22 августа на очередном совещании в Минобороны Шапошников поставил вопрос о необходимости департизировать армию. Большинство членов коллегии согласились, что все к тому идет, ко куда важнее сейчас вывести армию из состояния шока.
…В тот же день министр обороны СССР маршал Дмитрий Язов после возвращения из Фороса был арестован сотрудниками 9-го управления КГБ во Внуково-2 и спроважен в «Матросскую тишину». Его обязанности возложили на начальника Генерального штаба генерала армии Михаила Моисеева. На Арбате все понимали, что это временно, Моисеев был человеком Язова, а подчиненный ему Генштаб сыграл не последнюю роль в организации ввода войск в столицу. Нельзя было исключать, что за арестом министра последуют и другие…
23 августа 1991 года Моисеева вызвали в Кремль и приказали сдать дела Шапошникову.
— Зря вы так со мной поступаете, Михаил Сергеевич, — сказал Горбачеву Моисеев. — Я вам ничего плохого никогда не делал.
— Нои никаких действий по пресечению этих событий вы тоже не предприняли.
Горбачев пообещал, что никаких несправедливостей в отношении Моисеева не будет допущено. Но в тот же день Моисеев был снят с должности начальника Генерального штаба. Следом за ним были смещены с постов восемь заместителей министра обороны, девять начальников главных и центральных управлений, семь командующих военных округов и флотов…

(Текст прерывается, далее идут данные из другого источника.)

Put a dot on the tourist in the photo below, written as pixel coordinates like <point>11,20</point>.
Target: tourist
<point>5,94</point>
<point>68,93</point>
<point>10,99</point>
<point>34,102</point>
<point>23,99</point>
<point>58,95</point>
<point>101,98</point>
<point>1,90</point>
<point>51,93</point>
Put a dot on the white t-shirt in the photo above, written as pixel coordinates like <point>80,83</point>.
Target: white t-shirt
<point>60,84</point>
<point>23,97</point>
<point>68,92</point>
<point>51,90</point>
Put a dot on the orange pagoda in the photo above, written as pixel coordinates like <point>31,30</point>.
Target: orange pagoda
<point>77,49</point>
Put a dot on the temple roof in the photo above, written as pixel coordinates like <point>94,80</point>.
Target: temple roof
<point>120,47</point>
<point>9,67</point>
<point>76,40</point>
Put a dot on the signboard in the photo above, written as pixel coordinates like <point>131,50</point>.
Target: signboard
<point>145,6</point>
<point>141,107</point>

Я знал всех этих людей. Со многими был знаком лично. Каждый имел по три десятка лет безупречной службы Родине, кучу орденов и медалей. Их покарали за то, что они выполнили приказ. Они были «преступниками». Героями были те, кто имел лисий нюх и втихаря приказ игнорировал…

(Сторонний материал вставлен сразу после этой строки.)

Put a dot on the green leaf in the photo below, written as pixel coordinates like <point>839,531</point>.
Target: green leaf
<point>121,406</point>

К большой кадровой чистке приложил руку и Шапошников. Он позже признался: «Пришлось освободить от занимаемых должностей тех представителей армии и флота, которые оказались так или иначе причастными к инициативным попыткам проведения в жизнь установок ГКЧП, не понимали важности реформ и не поддерживали их».

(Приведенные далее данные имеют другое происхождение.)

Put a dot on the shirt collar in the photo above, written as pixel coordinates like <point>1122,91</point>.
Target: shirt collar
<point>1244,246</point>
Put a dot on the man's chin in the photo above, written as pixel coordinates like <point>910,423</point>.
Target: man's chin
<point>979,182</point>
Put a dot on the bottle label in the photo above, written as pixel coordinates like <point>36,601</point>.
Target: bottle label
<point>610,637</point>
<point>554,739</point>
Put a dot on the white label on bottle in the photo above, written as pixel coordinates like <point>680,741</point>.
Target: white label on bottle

А по сути, то была обыкновенная расправа. К счастью, теперь генералов не расстреливали…
Среди них не было ни одного, который бы не понимал «важности реформ». Это понимали даже генштабовские поварихи.
…У нас на Арбате всегда отменно работала разведка.
Помню, еще до назначения Шапошникова Ельцин вызвал к себе командующего Воздушно-десантными войсками генерала Павла Грачева и предложил ему пост министра (якобы это уже согласовано с Горбачевым). Не успел Грачев выехать из Белого дома, а на Арбате о содержании их разговора уже знали. Мы знали, что Грачев отказался. Возможно, испугался столь высокого поста. В то время, видимо, он был способен трезво себя оценивать и понимал, что прыгать через обязательные служебные ступени рискованно. Ельцин открыл ему свой «запасной вариант» — назначить министром обороны другого «героя августа» — Главкома Военно-воздушных сил Евгения Шапошникова. А Грачева — первым замом. И намекнул:
— С перспективой…
Грачев согласился. Ельцин поехал в Кремль к Горбачеву — договариваться. В тот же день Шапошникова вызвали в Кремль В кабинете президента был и Ельцин. Горбачев сообщил Главкому о своем решении назначить его министром обороны. Шапошников стал вяло отказываться, говорить о других должностях.
— Только министром обороны, — твердо сказал Ельцин.
В считанные минуты об этом узнали на Арбате и недоумевали: почему вопрос о назначении министра обороны СССР инициировался Ельциным, а не президентом Союза?